I was starting to sell my short fiction if the short story emerged perfectly with a crystalized form or I didn’t even bother to send it out. My novels were still messes. When I reread the book cover to cover, I realized that I wasn’t actually doing any of it and I still had to learn how I could.
I didn’t read WtBN again until after I’d filled up a lot of my Gap with Angela Fiddler works. By the time I did a third read-through, I argued with the book. I wanted it to consider X, Y and Z when it said F. I felt quite superior for a few months before picking up a copy of the 21st Century Fiction and realized, of course, my arguments had been considered.
When Mr. Maass did a workshop based on the book in Bragg Creek, I was quite hurt that he was just telling learners things that had taken me years to figure out the hard way. I felt like I’d climbed to the top of a mountain, only to look over and see an escalator that went all the way to the top.
But according to Bloom’s Taxonomy, Knowing something is true is only the second step of learning anything. Learning how to use it is only one step up from that. Knowing how to use what you’ve learned to create something new is a level above that, and understanding how to evaluate your use of the new knowledge is the pinnacle of knowledge itself.

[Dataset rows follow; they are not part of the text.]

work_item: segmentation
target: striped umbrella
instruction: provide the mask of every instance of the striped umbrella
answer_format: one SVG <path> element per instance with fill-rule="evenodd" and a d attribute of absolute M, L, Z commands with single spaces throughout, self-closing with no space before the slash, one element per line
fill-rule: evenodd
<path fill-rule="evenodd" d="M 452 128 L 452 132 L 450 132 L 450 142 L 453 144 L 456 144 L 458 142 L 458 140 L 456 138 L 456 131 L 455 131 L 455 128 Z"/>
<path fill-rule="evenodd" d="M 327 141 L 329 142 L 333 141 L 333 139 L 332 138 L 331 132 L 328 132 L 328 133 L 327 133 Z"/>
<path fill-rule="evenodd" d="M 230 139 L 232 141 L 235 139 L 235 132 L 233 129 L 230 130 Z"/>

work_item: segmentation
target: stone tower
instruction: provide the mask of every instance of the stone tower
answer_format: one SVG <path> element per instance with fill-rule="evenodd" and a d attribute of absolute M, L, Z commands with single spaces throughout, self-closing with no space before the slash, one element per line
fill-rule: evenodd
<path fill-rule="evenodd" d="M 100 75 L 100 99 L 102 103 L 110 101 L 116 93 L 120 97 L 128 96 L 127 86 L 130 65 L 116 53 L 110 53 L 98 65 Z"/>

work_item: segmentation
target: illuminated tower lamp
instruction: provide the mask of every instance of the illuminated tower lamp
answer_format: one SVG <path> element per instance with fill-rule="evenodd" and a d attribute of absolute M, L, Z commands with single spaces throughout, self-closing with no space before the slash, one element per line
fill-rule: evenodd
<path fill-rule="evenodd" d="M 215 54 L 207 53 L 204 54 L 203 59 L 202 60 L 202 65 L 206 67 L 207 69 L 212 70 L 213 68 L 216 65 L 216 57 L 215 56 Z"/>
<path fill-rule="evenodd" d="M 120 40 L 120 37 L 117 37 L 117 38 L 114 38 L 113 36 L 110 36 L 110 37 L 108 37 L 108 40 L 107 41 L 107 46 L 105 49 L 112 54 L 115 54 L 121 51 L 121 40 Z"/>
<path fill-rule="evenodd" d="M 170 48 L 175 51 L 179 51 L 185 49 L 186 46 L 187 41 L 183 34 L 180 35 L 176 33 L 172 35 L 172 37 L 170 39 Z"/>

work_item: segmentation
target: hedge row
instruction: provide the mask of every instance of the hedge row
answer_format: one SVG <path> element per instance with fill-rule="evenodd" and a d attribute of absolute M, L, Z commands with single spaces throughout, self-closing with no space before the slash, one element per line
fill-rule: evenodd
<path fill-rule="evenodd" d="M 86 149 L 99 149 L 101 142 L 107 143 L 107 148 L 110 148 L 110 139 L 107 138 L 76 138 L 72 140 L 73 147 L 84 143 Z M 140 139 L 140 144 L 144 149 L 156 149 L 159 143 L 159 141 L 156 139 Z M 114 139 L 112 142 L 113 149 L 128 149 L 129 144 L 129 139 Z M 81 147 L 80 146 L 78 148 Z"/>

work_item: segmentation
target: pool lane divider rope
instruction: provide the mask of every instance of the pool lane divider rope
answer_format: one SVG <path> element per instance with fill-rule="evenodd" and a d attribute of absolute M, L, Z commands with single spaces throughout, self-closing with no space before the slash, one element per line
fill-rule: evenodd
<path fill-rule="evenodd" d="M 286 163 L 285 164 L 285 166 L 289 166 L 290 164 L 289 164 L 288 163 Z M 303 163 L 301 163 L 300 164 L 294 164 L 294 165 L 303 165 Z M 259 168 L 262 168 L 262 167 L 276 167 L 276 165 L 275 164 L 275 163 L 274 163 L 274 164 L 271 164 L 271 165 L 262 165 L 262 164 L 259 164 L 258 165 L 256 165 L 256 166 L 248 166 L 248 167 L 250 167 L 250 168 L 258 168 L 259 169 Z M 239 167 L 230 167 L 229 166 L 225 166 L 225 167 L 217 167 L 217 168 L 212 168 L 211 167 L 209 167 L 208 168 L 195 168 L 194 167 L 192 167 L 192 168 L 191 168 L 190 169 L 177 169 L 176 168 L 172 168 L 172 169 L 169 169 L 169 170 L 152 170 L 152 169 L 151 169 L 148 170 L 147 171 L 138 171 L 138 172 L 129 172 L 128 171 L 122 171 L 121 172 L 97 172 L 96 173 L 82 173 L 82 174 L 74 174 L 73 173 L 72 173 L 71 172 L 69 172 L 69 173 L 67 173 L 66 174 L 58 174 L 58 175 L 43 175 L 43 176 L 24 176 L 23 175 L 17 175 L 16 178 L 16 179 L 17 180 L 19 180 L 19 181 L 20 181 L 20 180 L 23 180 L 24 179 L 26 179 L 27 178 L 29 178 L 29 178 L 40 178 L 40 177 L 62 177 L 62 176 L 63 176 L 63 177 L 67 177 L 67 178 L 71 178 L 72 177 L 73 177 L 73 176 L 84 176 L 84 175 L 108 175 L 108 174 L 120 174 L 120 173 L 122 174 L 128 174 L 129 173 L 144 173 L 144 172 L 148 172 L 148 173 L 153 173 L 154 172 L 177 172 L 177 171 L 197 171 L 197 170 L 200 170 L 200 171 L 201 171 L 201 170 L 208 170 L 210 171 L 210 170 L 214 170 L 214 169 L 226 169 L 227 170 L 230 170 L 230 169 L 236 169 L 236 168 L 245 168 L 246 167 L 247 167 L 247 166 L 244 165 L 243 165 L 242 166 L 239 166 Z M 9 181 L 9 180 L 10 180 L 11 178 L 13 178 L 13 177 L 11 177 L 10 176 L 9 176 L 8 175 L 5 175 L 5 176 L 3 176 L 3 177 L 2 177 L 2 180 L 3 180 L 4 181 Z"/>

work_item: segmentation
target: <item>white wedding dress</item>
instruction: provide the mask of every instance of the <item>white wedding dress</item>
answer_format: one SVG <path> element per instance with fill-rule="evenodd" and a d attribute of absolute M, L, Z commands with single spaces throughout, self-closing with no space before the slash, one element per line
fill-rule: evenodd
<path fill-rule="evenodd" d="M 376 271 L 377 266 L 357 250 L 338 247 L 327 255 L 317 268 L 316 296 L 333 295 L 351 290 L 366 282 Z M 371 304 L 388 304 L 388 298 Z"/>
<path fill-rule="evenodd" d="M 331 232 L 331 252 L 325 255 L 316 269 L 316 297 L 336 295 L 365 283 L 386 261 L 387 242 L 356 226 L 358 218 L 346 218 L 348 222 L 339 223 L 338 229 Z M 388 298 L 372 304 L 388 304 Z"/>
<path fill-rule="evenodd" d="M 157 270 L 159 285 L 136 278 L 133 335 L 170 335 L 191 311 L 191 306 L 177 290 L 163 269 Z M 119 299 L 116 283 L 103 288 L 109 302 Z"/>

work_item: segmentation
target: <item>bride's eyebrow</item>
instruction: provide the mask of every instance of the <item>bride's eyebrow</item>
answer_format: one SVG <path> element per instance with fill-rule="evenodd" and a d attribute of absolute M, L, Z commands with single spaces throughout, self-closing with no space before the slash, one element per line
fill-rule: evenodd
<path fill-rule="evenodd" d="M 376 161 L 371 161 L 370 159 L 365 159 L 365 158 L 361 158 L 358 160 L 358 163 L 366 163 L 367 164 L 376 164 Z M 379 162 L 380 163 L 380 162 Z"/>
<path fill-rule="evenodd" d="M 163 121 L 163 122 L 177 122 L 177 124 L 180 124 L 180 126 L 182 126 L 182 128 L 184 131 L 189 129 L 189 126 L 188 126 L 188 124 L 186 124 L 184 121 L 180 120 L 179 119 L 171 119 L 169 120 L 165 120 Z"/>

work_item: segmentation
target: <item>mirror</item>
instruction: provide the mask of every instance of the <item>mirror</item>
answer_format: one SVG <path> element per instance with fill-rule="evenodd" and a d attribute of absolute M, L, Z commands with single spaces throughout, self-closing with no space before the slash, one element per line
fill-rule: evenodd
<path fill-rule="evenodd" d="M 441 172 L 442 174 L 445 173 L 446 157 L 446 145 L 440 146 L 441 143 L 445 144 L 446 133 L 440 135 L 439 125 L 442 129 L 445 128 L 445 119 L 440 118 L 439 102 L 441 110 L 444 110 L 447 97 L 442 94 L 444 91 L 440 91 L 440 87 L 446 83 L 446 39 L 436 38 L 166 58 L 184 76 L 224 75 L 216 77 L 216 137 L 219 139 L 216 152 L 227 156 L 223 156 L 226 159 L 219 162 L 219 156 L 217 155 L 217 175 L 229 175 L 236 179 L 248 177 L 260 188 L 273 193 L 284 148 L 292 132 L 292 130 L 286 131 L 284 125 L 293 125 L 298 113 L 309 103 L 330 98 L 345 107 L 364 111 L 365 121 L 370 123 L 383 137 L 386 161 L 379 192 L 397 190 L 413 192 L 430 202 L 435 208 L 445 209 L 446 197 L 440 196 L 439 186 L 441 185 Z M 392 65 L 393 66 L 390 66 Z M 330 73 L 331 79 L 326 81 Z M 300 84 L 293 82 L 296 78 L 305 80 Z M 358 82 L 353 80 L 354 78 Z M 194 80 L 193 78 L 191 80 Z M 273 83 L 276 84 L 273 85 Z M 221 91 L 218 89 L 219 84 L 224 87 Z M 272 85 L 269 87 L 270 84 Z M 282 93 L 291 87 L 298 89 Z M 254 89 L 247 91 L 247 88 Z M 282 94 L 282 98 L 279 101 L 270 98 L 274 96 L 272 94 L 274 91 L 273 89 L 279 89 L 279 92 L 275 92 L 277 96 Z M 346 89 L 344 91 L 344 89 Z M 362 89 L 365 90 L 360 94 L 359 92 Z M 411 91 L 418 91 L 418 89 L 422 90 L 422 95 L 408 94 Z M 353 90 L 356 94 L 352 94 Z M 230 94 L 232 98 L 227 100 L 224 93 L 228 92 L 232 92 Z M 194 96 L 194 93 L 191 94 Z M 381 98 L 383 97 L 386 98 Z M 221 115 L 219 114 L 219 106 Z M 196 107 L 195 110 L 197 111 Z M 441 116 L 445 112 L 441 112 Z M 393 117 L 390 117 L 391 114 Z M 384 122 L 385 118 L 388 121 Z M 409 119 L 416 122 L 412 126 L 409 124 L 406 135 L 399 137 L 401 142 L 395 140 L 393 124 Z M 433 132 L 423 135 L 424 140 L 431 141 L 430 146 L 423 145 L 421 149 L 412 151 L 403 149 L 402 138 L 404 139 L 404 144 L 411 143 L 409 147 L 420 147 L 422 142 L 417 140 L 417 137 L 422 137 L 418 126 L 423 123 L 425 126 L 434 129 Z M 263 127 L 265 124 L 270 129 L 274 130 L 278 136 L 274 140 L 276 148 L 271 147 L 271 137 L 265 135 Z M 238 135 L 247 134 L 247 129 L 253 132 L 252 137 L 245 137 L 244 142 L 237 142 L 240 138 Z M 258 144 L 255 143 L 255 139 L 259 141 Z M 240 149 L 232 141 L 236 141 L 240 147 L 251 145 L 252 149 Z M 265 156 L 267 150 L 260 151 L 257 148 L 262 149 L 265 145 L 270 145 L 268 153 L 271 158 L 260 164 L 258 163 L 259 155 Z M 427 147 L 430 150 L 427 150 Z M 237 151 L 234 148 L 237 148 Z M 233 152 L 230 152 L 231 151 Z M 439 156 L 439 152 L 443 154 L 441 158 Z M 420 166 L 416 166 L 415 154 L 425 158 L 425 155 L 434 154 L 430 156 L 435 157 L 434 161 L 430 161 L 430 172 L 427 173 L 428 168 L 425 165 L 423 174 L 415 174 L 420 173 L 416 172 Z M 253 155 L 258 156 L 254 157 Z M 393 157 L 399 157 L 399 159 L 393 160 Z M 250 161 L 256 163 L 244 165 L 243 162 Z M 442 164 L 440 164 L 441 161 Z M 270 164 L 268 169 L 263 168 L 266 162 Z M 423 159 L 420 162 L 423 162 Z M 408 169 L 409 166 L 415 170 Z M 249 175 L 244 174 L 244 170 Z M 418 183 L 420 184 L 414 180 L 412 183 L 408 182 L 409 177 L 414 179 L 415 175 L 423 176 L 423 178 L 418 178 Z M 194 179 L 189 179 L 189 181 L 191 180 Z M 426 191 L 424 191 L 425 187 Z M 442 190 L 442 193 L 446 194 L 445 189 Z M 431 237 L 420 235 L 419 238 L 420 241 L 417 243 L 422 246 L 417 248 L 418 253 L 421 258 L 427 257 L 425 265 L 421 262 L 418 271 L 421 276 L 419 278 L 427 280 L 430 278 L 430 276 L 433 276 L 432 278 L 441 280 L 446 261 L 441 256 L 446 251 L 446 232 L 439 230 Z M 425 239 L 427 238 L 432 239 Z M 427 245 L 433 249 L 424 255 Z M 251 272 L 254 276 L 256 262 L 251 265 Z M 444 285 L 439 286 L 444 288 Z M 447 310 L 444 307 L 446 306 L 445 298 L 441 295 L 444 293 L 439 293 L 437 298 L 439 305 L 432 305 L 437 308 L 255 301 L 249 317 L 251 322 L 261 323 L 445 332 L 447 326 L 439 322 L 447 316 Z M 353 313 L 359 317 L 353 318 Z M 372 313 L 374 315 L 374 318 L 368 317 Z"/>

All Maass gave the students was a roadmap of what they should be learning over the next decade. It wasn’t an escalator, it was an instruction manual for the tools of the job. No matter how great the lesson was taught, the student still needs to learn how to apply the information to their process themselves.
This is why writing books can be dangerous to the underpublished writer. Had I read WtBN once and thrown it into the closet, I might not have realized that knowing something and knowing how to use something were two different aspects of learning, even for me.
And I wasn’t even an exceptional writer. But it took realizing that I wasn’t to understand I could yet still be.